Chen, presentando il progetto, ha dichiarato che Pechino “è pronta a spendere 600 milioni di yuan (circa 60 milioni di euro) per i monaci buddisti. Vogliamo fornire pensioni di anzianità, contributi sanitari e sostegno giornaliero. Inoltre ci impegneremo per una maggiore diffusione di stampa e contenuti audio e video nella lingua tibetana”.
Quello che sembra essere un ponte di dialogo nasconde però un trucco: per “aiutare” tutti i religiosi (circa 50mila nell’area delle 3 province a maggioranza tibetana), il governo vuole proporre la creazione di “monasteri modello”: luoghi di nuova costruzione, chiusi al pubblico, dove ospitare e far lavorare i monaci nell’ambito della loro fede. Dei veri e propri ghetti, secondo una fonte di AsiaNews, che aggiunge: “Qualcuno si farà ingannare, ma non molti”.

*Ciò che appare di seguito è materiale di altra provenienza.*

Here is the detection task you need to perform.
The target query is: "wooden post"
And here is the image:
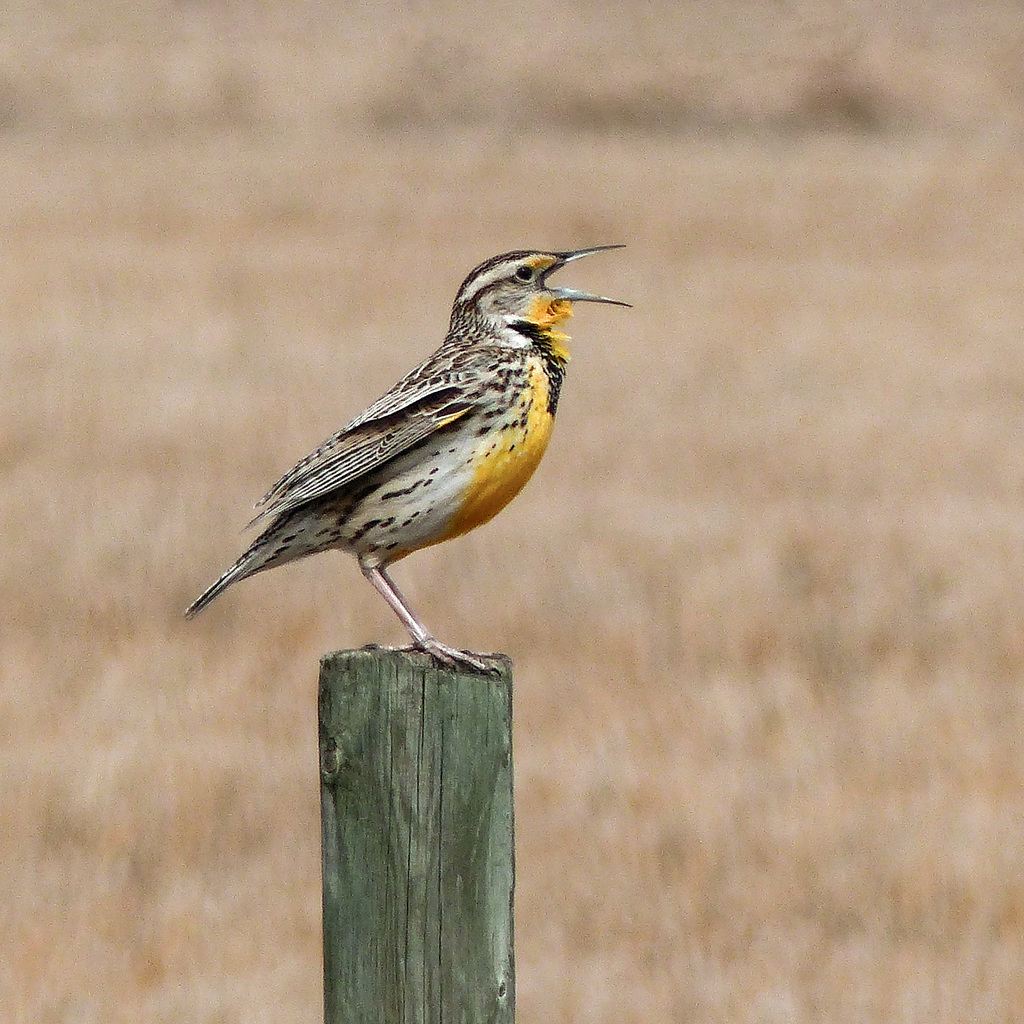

Il governo centrale cerca in questo modo di spezzare la presa che alcuni monasteri, come quello di Kirti, hanno sui giovani tibetani: è da questo monastero che sono usciti i 12 monaci che si sono auto-immolati con il fuoco per protestare contro il dominio comunista e chiedere il ritorno del Dalai Lama nella sua casa. A sostegno di questi dimostranti si è alzata la voce di tutto il mondo.